Brook trout are easy to love. They’re beautiful, live in cool places, and in certain situations will smash your fly like it’s the first meal they’ve seen in months. They became my favorite fish to target on the fly when I first moved to Vermont, and over the next several years I greatly enjoyed fishing for them in all sorts of different places across New England. As my interest in native fish grew I began challenging myself a little more- not by catching certain sizes or numbers of fish, but by looking into questionable places in their native range that brook trout might still exist. By some unforeseen circumstances in the spring of 2020 I found myself back in my home state of New Jersey for a few weeks, and decided to try what I had yet to do- find a population of native brookies in the Garden State.
Part of the reason I had yet to see a brook trout in New Jersey was my fault- I had never tried to seek them out, and had grown too comfortable hitting the same rainbow and brown trout streams I had always fished when I was home. The other reason is that brookies in the state have been extirpated from a pretty big chunk of their native range. Despite being the official state fish, centuries of habitat degradation and stocking wiped native brook trout from everything but the cleanest, coldest headwater streams. Unless you were lucky enough to stumble upon one of the relatively few streams with exceptional water quality to have brook trout, you’d have to seek them out. Doing so would require going a bit out of the way, higher above any of the more popular Garden State trout fisheries.

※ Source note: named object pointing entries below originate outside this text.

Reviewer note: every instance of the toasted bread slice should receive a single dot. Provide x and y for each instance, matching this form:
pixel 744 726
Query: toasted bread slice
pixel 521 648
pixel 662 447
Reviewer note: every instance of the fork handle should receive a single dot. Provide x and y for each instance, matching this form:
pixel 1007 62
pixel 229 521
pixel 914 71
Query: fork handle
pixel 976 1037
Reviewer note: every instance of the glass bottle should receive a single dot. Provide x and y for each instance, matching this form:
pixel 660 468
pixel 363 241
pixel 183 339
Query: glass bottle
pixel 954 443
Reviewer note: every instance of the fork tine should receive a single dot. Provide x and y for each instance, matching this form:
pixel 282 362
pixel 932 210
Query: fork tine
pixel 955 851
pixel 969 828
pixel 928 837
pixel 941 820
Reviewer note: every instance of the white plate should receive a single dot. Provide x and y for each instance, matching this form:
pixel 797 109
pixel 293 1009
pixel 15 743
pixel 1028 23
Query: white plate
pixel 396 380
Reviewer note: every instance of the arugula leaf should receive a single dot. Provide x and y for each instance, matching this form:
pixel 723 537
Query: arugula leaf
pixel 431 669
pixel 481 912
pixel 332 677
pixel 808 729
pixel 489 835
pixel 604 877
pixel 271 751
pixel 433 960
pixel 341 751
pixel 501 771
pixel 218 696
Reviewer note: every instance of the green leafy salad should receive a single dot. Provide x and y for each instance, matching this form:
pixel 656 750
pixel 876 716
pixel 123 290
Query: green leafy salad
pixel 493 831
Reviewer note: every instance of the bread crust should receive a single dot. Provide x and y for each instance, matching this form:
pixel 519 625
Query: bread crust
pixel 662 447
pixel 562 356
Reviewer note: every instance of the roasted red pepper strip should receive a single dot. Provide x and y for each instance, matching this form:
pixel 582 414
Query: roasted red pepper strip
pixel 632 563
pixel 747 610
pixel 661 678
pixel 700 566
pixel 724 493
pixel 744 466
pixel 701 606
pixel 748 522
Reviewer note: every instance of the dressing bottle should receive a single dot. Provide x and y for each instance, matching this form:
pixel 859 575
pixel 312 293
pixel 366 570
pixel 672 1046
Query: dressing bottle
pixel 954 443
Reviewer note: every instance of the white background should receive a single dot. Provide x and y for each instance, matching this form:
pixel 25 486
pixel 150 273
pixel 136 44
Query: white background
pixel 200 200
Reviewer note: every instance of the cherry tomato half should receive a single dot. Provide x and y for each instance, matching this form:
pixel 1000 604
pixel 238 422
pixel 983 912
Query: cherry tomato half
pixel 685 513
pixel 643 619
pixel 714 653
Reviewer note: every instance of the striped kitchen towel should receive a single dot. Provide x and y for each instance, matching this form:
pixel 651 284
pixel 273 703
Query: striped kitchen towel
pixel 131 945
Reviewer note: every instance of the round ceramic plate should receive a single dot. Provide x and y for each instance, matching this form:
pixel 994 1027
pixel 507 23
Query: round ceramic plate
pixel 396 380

My goal of catching an NJ brookie wasn’t exactly groundbreaking. Although their presence in the state has been greatly diminished, they can still be found naturally reproducing in a good amount of streams here. Personally, I wanted to find the fish somewhat close to my own home in the heavier populated northeastern area of the state. I felt it would mean more to me knowing that the fish were still able to persist in such an unfavorable area for the native char.
To start, I researched papers and electrofishing surveys carried out by the state. At their most vague, these reports gave me general areas and watersheds that supported wild trout. Occasionally, they would reveal where researchers had found a few brookies, and places to start my search. I pinned out streams of interest, their tributaries, and public access points on Google Maps. Then, the fun part- thoroughly exploring my top contenders in the hopes that at least one of them would hold what I was looking for.
Over the next few weeks I hit a number of streams, casting my net further and further from my home. I fished through neighborhood ditches, the backyards of people’s mansions, and steep forested cascades, anything that had credible reports of native brook trout in relatively recent years. Knowing the waters I had grown up around, I fished most of these streams with low expectations. To my surprise, these expectations were exceeded in a great deal of the waters that I scouted. I found plenty of wild trout in all sorts of weird places, sometimes in very high numbers. Most of the waters I explored were virtually unpressured, and a short dry dropper rig was all that was needed to find what was inhabiting these new creeks. Though fun, they weren’t the fish I was after. The first couple weeks of effort only yielded wild rainbows and browns, with the occasional stocked rainbow that had found its way up from wherever it had been planted.
My time in New Jersey was running out, but I continued to work through the last few unexplored streams in my general vicinity. Finally, in one particularly brush-choked creek, I flipped a familiar fish into my net. It was ridiculously tiny, even as far as the small stream fish I’d been catching went, but there was no mistaking what it was- my first NJ brookie. I was shocked that I had even managed to hook it, let alone finally accomplish my goal.
I began to explore other streams in the same drainage, and soon found a few other healthy brook trout populations. Besides the excitement of finally tracking these fish down, I had a lot of fun fishing the water types that I found them in. These streams were higher gradient than many of the other places I’d fished that month, and tumbled through boulder fields that formed tons of little plunge pools with eager fish.
So- what did I learn? It turns out that there’s a surprisingly high number of streams in the Garden State capable of sustaining naturally reproducing trout, regardless of species. I was even able to find a few creeks that had not been previously surveyed or mentioned by researchers that had healthy populations. The presence of any wild trout in these streams is an indicator of decent water quality, which was also a pleasant surprise given the long history of industrialization and urbanization in my area. And of course I found brook trout, my state’s native salmonid, alive and well close to home. It may not have been the crystal clear Green Mountain streams or the mighty tannin stained rivers of Maine that I had come to love as brookie habitat, but it felt right to finally cross paths with these fish near the waters I was from and had learned to fly fish on.
I’ve found that with most things fly fishing, we end up getting more out of a trip than we expected. What may have started as a simple goal of catching fish may end with new friends, the beginnings of a tradition, or a much needed reconnection with our natural world. For me, the hometown brookie mission introduced me to waters in my state I had no idea existed, a couple of which have become go-to spots the last few years I’ve visited Jersey. It was also a great way to get back to my roots, exploring some familiar areas during what was such an uncertain time for our world and country.